En tiempos recientes, el endurecimiento de la política migratoria en Estados Unidos ha generado profunda preocupación.
No solo por los efectos inmediatos que provoca en miles de personas, sino por lo que representa: la fragilidad de un sistema nacional e internacional que, aunque se han firmado compromisos en defensa de los derechos humanos de migrantes, muchas veces no se respetan.
México, por su parte, se encuentra en una encrucijada.
Aunque ha mejorado en sus esfuerzos por atender el fenómeno migratorio, la realidad es que no siempre cuenta con la fuerza diplomática suficiente para proteger a sus connacionales ante decisiones unilaterales del país vecino.
Es urgente construir bases en nuestro país más sólidas para enfrentar un fenómeno que lleva décadas arraigado en nuestra historia.
La migración mexicana hacia Estados Unidos no es nueva.
A mediados del siglo pasado, muchas familias comenzaron a separarse por necesidad.
Los padres partían al norte en busca de sustento, y así nacieron comunidades enteras que hoy son fundamentales para la economía binacional.
Miles de millones de dólares en remesas entran a México cada año, esto es presumido por el gobierno todo el tiempo y si bien el valor económico es importante, no debe ocultar el verdadero rostro humano de la migración: historias de esfuerzo, de ruptura familiar, de esperanza en medio de la adversidad.
Hoy más que nunca se vuelve necesario un llamado a la reflexión global.
No podemos permitir que las personas migrantes queden desprotegidas ante cambios abruptos de políticas migratorias.
Tampoco podemos seguir dependiendo del esfuerzo individual de quienes migran, sin que existan sistemas eficaces para protegerlos.
En este contexto, la Organización de Estados Americanos (OEA) y la Organización de las Naciones Unidas (ONU) deben asumir un papel mucho más activo.

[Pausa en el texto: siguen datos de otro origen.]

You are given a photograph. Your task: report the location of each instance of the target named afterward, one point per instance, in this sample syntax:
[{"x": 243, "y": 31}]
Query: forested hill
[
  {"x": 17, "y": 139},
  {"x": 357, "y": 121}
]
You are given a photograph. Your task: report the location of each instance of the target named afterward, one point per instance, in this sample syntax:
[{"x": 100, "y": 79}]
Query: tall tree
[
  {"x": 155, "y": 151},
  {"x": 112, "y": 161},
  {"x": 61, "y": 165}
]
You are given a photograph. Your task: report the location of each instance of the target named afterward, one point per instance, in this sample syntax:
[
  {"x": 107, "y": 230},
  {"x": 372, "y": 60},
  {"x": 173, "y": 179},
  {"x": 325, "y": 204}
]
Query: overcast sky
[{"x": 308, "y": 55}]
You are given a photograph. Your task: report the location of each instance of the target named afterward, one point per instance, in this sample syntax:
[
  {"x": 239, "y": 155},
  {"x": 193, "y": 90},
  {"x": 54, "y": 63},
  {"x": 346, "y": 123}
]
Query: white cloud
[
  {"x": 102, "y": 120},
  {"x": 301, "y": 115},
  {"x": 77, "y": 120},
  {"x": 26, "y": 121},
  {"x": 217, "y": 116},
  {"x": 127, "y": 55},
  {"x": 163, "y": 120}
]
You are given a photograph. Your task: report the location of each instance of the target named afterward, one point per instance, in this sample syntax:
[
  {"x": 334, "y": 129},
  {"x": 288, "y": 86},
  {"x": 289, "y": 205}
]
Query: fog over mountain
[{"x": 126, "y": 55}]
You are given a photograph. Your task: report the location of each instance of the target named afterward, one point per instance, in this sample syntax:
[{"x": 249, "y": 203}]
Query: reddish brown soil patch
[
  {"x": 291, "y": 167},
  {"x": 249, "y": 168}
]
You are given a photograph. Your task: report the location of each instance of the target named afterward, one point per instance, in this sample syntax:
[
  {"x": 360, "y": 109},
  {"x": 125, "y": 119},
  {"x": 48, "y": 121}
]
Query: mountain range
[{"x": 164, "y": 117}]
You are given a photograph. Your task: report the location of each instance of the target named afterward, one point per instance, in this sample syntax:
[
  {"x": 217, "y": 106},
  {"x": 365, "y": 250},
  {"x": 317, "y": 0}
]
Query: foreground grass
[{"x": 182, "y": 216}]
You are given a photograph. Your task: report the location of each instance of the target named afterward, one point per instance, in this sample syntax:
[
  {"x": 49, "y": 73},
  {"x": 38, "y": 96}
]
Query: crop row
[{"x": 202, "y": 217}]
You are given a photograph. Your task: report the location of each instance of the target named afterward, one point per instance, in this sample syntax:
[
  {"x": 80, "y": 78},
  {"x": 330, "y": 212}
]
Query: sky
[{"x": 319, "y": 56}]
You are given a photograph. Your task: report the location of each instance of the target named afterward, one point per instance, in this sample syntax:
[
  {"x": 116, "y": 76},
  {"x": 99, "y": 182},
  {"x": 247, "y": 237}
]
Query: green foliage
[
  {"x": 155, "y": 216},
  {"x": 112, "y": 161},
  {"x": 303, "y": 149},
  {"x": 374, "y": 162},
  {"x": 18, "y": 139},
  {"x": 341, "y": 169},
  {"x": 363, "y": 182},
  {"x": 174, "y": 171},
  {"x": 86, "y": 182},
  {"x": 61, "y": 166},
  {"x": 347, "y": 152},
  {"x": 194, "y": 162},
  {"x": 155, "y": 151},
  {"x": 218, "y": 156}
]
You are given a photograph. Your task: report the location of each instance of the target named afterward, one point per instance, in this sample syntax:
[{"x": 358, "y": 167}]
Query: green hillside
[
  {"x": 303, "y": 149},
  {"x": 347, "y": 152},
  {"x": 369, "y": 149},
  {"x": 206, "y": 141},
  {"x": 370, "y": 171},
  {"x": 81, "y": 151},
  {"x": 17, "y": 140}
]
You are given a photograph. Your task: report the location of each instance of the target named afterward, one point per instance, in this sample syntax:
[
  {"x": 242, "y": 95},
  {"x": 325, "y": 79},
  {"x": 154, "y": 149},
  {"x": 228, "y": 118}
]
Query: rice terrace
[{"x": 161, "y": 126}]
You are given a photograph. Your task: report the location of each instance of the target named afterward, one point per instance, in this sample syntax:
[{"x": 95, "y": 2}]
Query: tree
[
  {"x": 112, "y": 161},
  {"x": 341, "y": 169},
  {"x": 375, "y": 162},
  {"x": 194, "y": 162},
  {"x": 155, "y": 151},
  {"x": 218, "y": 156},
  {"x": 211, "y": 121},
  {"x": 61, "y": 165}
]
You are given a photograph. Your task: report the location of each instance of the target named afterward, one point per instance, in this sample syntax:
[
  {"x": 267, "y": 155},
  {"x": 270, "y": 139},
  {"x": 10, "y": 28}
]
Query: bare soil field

No basta con enunciar principios o suscribir tratados: es urgente que ambos organismos convoquen, con calidad de urgencia, a un debate regional e internacional que dé paso a una nueva política migratoria global, más cercana a las realidades de este siglo, y más comprometida con la protección efectiva de las personas.
El desafío es claro: los organismos internacionales no pueden permanecer como espectadores.
Representan a decenas de países que, en su conjunto, han construido consensos fundamentales sobre la dignidad humana, el derecho al asilo, a la reunificación familiar y al libre tránsito.
No puede ser que un solo país pueda, por decisión interna, desactivar esos compromisos sin consecuencias.
Es tiempo de que la comunidad internacional avance hacia mecanismos vinculantes, con capacidad real para evitar arbitrariedades y represión.
México también debe asumir este momento como una oportunidad para replantear sus propias políticas.
Desde los gobiernos estatales hasta el federal, se necesita generar condiciones de vida más equitativas, con oportunidades de desarrollo local que hagan de la migración una opción libre, no una salida obligada.
Particularmente en estos momentos de crisis, por lo que pasan los migrantes en Estados Unidos, los estados fronterizos deben prepararse con programas integrales de atención, comunicación con las familias y defensa legal para quienes sean retornados o deportados.
Hoy, más que nunca, urge una conversación seria, profunda y respetuosa sobre las causas estructurales de la migración, y sobre los caminos que permitan proteger a quienes decidan migrar.
Porque un país que respeta los derechos de sus migrantes, dentro y fuera de sus fronteras, es un país que honra su historia y construye un futuro más justo.